The original complaint, filed in late 2024, alleged a coordinated harassment and smear campaign against Lively orchestrated by Baldoni's PR firm following her complaints about on-set conduct during the film's production. It was sprawling — defamation, breach of contract, sexual harassment, intentional infliction of emotional distress — and it was filed simultaneously with a New York Times investigation that published the alleged text messages between Baldoni's crisis team in detail.

What Got Dismissed

The judge found insufficient grounds to sustain most of the PR-related claims — essentially ruling that aggressive reputation management, even if coordinated and unflattering, doesn't automatically constitute tortious conduct. The defamation claims were largely dismissed on grounds that the statements at issue either didn't meet the legal standard for defamation or involved matters of opinion rather than verifiable fact. The breach of contract claims were dismissed for failure to establish damages with sufficient specificity at this stage.

That's a significant narrowing of the complaint. Lively's attorneys had constructed a maximalist case; much of the maximalism has been stripped away by standard pretrial attrition.

What Survived

The three surviving counts are the original core of the complaint: sexual harassment allegations stemming from Lively's account of Baldoni's conduct on set. These are the claims that sparked the dispute in the first place, before the PR campaigns and counter-campaigns and dueling social media narratives layered on top. The judge found these claims adequately pled and factually sufficient to proceed to trial.

Baldoni has consistently denied the allegations.

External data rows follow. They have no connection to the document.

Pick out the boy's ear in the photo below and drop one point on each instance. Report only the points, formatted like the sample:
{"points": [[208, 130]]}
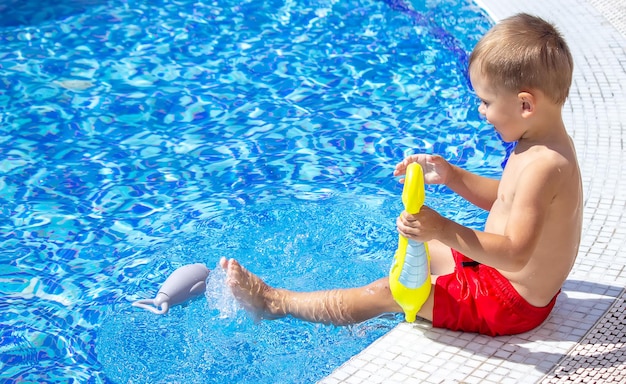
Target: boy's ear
{"points": [[527, 102]]}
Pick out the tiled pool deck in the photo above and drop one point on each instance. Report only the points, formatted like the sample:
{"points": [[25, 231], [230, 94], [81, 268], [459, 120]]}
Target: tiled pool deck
{"points": [[584, 340]]}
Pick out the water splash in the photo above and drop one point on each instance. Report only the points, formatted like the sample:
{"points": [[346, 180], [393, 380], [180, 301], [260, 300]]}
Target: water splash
{"points": [[219, 297]]}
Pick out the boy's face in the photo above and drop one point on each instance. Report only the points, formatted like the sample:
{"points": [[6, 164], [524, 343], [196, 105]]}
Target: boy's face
{"points": [[501, 108]]}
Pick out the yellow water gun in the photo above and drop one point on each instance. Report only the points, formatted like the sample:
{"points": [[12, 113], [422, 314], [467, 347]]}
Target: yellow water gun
{"points": [[409, 277]]}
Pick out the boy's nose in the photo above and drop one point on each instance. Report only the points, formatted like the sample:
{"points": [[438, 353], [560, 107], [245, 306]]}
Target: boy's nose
{"points": [[481, 109]]}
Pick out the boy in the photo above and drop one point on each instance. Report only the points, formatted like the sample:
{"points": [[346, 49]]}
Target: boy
{"points": [[505, 279]]}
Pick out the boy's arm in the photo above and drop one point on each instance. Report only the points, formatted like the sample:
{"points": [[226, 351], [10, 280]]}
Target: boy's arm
{"points": [[478, 190], [512, 245]]}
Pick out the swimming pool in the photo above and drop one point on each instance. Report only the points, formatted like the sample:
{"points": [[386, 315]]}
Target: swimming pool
{"points": [[140, 136]]}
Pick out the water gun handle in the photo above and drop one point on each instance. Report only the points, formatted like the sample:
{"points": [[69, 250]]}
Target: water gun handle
{"points": [[409, 277]]}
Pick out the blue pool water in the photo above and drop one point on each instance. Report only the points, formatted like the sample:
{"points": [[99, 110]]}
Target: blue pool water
{"points": [[138, 136]]}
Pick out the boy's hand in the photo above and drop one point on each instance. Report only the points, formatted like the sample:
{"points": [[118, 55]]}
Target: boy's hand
{"points": [[436, 168], [423, 226]]}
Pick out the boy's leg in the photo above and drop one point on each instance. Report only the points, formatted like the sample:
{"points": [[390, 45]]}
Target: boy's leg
{"points": [[337, 306]]}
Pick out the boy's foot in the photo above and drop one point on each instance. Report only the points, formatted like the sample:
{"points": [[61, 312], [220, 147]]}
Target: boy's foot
{"points": [[248, 289]]}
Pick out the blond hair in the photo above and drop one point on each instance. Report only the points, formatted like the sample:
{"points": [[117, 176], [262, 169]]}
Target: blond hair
{"points": [[525, 52]]}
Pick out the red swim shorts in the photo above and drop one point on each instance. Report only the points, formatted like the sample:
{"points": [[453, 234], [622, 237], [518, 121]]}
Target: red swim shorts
{"points": [[477, 298]]}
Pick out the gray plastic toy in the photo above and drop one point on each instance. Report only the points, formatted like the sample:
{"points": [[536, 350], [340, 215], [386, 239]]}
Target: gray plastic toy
{"points": [[184, 283]]}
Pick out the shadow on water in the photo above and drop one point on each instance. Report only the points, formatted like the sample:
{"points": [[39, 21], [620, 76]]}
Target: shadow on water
{"points": [[31, 13]]}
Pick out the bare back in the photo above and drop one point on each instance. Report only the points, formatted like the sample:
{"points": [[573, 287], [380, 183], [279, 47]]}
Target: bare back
{"points": [[557, 246]]}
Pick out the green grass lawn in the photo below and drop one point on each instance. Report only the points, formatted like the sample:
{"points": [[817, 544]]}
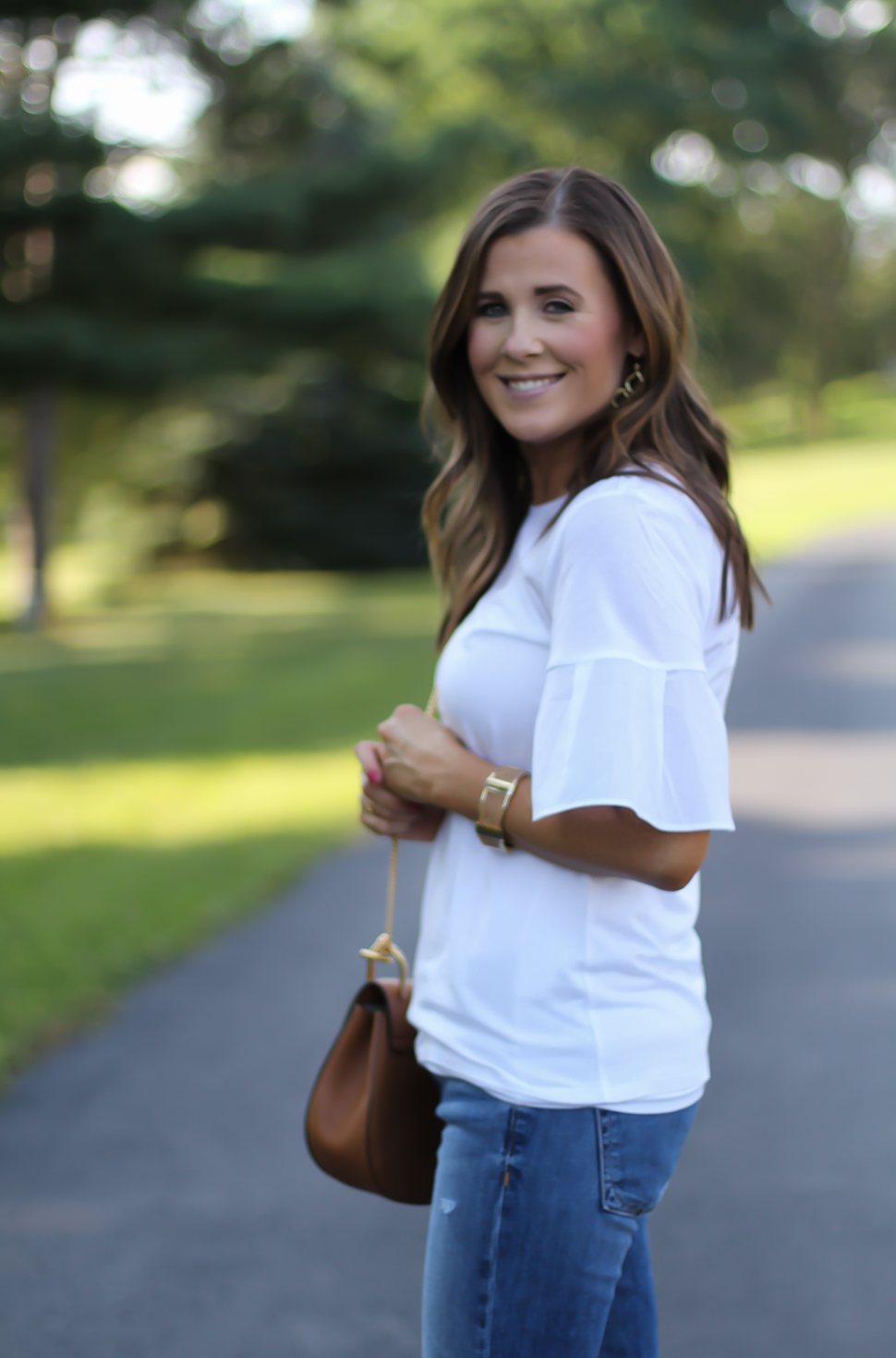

His legal team characterized today's partial dismissal as a significant victory and indicated he would vigorously contest the remaining claims at trial. Lively's camp characterized the ruling as validation that the core of the case has merit and will be heard.

Why It Won't Let Go

The Lively-Baldoni dispute became a cultural Rorschach test almost immediately after it went public — read through the lens of whoever you already believed, producing the verdict you already held. That dynamic doesn't go away because a judge narrowed the complaint. The civil trial, with witnesses and discovery and testimony, is going to produce more information than either side wants public. It was always going to end in a courtroom or a settlement. It's ending in a courtroom. Trial date: next month.